By Don McIntosh
In 2009, Joe Crane was working graveyard on the Frito-Lay snack assembly line in Portland. Twelve years later, age 40, he’s national organizing director for a doctors union based in New York City.
Crane caught the union bug at Frito-Lay when he got involved in Bakers Local 364 as a steward, union officer, and volunteer organizer. In 2011, he took a job as a professional union organizer at Communications Workers America Local 7901, supporting union campaigns at a chain of beauty salons and a prominent nonprofit. In 2015, he was off to work for Washington State Nurses Association, and helped 310 hospital technicians unionize at PeaceHealth Southwest Medical Center in Vancouver. In 2017, he became an organizer for the Union of American Physicians and Dentists (UAPD). Headquartered in California, it’s a 2,800-member nationwide affiliate of AFSCME. Last November, Crane helped 120 doctors in Tacoma strike for two days and win N-95 masks, among other gains.

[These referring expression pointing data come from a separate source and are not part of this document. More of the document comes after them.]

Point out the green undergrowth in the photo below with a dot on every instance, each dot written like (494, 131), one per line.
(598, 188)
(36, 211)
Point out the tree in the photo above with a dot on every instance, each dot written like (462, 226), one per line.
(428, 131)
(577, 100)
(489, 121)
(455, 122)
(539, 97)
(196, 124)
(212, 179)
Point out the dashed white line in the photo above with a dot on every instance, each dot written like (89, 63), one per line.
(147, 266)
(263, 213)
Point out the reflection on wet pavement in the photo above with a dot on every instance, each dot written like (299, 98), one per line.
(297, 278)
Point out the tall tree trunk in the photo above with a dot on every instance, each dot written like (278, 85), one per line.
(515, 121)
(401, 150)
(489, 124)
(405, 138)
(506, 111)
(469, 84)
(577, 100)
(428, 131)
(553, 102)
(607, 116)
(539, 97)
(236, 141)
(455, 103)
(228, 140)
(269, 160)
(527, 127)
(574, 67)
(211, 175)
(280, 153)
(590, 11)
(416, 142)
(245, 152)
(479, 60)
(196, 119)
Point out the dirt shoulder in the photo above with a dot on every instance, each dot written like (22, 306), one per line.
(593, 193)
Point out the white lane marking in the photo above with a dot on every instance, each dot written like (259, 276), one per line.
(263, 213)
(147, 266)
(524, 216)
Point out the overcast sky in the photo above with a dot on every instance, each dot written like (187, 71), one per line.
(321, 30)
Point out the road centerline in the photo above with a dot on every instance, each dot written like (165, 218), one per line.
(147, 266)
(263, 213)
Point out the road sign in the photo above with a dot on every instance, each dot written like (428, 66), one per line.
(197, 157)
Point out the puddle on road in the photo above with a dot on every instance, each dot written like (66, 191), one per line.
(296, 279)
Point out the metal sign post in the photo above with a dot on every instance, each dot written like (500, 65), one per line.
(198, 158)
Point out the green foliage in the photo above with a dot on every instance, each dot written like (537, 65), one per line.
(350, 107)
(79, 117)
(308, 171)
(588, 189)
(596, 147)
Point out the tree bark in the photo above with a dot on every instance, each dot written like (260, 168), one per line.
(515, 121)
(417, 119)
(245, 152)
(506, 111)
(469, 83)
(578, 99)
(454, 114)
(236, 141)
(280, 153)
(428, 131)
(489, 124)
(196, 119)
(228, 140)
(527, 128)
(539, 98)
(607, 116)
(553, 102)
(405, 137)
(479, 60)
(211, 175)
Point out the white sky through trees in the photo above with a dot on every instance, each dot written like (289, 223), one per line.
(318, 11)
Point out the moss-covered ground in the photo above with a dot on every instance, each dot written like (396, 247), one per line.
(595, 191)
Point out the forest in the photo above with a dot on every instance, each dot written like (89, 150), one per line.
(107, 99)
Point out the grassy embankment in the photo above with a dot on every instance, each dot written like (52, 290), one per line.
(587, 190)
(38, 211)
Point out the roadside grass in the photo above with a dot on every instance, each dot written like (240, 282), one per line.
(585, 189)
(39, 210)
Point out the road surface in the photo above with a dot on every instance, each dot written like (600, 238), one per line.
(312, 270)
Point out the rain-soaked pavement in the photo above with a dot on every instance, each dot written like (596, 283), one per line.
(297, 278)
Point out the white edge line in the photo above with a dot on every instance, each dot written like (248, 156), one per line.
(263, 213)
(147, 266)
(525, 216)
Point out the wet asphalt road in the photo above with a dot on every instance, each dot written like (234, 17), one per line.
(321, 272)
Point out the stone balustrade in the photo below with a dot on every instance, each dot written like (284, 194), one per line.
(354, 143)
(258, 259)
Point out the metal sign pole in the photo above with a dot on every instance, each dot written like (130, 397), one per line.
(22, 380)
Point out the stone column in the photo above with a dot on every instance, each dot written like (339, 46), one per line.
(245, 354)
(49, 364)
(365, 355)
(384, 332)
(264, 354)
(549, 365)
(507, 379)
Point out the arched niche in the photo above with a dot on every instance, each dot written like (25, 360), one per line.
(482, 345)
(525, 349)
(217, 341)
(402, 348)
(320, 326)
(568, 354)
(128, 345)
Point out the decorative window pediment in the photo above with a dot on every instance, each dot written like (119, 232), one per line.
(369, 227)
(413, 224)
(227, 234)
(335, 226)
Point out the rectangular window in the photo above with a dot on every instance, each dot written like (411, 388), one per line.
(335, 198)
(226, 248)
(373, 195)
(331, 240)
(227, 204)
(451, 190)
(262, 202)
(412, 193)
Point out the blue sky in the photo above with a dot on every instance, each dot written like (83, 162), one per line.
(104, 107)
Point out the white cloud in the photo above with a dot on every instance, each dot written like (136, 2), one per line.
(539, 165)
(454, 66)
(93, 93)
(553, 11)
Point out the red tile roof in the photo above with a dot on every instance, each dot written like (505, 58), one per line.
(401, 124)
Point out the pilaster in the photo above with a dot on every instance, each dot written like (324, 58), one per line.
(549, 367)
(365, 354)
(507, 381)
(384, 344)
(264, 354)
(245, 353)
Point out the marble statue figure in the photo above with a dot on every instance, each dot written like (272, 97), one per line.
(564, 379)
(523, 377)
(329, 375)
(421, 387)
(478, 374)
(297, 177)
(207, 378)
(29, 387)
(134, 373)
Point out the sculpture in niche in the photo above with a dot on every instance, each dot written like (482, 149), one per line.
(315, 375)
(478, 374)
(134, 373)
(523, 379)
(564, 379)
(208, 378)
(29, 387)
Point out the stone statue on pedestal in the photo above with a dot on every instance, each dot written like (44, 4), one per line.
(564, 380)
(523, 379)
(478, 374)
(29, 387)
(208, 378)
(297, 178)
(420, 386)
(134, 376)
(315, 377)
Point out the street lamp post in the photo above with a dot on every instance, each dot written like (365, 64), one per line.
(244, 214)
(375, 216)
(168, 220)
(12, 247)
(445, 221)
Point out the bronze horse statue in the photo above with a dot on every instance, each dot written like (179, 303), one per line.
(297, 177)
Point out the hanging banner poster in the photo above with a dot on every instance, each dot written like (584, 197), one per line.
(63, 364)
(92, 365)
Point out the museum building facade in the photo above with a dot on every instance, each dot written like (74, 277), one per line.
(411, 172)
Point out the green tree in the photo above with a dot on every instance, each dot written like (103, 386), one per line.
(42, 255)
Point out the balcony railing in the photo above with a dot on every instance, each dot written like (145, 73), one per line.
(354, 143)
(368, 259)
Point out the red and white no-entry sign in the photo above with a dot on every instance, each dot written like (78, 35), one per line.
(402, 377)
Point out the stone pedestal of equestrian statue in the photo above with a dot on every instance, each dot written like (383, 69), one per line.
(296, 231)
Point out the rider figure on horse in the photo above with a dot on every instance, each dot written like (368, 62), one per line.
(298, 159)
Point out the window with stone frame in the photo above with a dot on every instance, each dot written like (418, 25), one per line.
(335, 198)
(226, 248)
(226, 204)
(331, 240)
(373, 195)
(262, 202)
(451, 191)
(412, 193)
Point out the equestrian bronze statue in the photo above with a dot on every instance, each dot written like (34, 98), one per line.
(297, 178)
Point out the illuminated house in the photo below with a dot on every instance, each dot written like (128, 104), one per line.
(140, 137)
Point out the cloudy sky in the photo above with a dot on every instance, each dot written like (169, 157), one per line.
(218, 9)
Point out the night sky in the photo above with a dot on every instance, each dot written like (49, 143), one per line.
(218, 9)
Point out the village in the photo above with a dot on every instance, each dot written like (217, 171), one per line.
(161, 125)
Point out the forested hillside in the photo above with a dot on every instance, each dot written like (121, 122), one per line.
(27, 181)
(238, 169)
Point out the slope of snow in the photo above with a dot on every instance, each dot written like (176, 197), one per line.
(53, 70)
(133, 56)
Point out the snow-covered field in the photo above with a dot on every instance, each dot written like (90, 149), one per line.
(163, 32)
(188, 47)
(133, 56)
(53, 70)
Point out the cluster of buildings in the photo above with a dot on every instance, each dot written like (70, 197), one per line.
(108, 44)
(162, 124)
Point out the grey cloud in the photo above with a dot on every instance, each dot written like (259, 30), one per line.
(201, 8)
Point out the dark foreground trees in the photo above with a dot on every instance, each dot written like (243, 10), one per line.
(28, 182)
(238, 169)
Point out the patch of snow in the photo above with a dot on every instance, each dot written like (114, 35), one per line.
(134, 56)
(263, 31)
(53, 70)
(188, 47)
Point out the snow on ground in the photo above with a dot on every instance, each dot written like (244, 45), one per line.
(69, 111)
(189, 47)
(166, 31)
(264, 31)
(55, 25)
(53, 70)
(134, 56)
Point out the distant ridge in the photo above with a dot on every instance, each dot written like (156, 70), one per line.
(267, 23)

Now, with wife and three young kids, he’s relocated from Washougal to New Jersey so that he can lead the organizing efforts of the Doctors Council. A 3,000-member national affiliate of SEIU, the Doctors Council represents unionized doctors in New York, New Jersey, Pennsylvania, and Illinois.

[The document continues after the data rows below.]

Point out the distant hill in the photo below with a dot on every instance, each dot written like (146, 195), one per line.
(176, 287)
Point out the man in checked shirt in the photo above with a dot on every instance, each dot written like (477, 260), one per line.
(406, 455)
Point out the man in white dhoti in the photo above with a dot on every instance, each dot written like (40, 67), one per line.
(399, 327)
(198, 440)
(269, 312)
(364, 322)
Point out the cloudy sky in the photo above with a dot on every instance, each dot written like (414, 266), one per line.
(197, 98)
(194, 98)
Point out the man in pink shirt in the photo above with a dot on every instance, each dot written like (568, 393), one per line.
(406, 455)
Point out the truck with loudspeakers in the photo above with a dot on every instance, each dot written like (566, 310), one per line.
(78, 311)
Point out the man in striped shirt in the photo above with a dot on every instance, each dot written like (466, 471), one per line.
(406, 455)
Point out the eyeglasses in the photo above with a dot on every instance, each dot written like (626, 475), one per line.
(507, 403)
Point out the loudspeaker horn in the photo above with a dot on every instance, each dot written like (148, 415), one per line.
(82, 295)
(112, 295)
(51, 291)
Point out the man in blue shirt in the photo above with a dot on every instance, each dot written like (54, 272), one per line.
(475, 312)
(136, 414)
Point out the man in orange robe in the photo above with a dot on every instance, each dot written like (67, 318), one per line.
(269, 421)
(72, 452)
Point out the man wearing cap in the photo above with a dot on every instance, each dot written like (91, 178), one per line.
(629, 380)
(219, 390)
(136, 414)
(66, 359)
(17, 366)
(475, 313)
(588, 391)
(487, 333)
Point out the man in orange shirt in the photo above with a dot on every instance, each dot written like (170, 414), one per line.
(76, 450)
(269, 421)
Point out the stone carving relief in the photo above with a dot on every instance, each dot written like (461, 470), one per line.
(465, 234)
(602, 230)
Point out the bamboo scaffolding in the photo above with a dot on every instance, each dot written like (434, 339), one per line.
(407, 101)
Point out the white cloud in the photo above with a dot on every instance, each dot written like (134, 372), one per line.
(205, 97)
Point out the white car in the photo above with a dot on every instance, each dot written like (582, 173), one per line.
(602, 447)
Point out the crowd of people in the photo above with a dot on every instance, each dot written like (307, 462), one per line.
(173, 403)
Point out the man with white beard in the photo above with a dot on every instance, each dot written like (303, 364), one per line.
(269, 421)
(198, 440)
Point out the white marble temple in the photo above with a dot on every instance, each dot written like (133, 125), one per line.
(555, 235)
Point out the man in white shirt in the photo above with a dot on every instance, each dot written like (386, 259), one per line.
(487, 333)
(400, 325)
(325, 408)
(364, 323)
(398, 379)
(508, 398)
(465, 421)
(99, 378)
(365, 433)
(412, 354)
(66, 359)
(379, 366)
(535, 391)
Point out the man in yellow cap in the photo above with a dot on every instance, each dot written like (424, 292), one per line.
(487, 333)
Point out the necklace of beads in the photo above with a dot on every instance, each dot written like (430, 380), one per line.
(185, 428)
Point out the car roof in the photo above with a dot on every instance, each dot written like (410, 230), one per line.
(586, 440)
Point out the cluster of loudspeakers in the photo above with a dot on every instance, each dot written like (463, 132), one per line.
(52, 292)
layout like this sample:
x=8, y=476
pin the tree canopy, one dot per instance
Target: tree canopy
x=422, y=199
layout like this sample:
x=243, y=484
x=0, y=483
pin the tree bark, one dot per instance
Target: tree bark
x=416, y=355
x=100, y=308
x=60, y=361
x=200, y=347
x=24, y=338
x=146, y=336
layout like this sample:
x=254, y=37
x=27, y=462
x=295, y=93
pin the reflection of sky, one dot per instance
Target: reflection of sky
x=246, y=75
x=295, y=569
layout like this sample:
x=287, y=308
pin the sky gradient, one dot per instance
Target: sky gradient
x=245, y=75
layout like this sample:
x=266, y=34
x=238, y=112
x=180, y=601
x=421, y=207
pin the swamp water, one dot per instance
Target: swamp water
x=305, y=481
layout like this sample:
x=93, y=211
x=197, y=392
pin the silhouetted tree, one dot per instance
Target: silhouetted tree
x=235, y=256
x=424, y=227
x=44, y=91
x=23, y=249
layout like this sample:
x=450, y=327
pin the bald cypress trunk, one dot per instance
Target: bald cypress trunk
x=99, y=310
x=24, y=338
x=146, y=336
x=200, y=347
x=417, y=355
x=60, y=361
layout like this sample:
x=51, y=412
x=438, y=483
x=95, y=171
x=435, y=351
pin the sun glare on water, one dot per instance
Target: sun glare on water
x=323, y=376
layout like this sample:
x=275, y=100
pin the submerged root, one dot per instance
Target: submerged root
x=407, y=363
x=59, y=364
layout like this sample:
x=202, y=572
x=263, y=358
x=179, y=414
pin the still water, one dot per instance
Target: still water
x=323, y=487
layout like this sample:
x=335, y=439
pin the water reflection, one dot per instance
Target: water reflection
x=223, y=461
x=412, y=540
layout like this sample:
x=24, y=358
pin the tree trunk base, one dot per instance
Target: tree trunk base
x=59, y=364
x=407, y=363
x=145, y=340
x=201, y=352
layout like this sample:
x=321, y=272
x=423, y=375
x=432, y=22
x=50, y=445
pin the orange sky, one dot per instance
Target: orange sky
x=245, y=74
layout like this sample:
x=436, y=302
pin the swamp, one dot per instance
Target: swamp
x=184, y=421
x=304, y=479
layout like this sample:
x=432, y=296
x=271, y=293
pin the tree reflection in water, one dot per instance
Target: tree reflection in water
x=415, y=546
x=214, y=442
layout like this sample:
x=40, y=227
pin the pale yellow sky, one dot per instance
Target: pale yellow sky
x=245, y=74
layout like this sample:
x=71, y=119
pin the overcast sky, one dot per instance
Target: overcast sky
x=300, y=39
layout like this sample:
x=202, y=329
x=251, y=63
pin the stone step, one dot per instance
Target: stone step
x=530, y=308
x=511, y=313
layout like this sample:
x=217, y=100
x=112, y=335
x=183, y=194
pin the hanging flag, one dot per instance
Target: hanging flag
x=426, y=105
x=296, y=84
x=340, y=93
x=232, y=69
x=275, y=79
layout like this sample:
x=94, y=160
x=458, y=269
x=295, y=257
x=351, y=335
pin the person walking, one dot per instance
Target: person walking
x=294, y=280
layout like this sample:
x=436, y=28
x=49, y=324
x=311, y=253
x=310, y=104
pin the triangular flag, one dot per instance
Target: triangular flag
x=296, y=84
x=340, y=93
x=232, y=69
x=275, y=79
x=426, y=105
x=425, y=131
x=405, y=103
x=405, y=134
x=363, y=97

I caught up with Crane by phone June 23 as he drove across the country, and asked him why doctors are starting to look at unionizing. Here’s what he said:
Joe Crane on why doctors are unionizing
“The general consensus around doctors organizing is that they want to be able to better advocate for their patients. For the older generation, they used to own their practice. They used to be the ones employing the nurses and the techs. By about three years ago, the majority of doctors were employees. They’ve lost that autonomy. Now they’re being told how they’re going to do it, what they’re allowed to treat, how they’re allowed to treat it. And that’s been a breaking point for the older generation. Then the new generation coming in, they don’t want to be told that they can’t have families [because they have to work long hours]. They don’t want to be told that they can’t care for patients. And they’re like, ‘If a union works for the nurses, it should work for us.’
If doctors unionize, it has the potential to change health care. We need to we need to welcome them into the labor movement, because an injury to one is an injury at all.”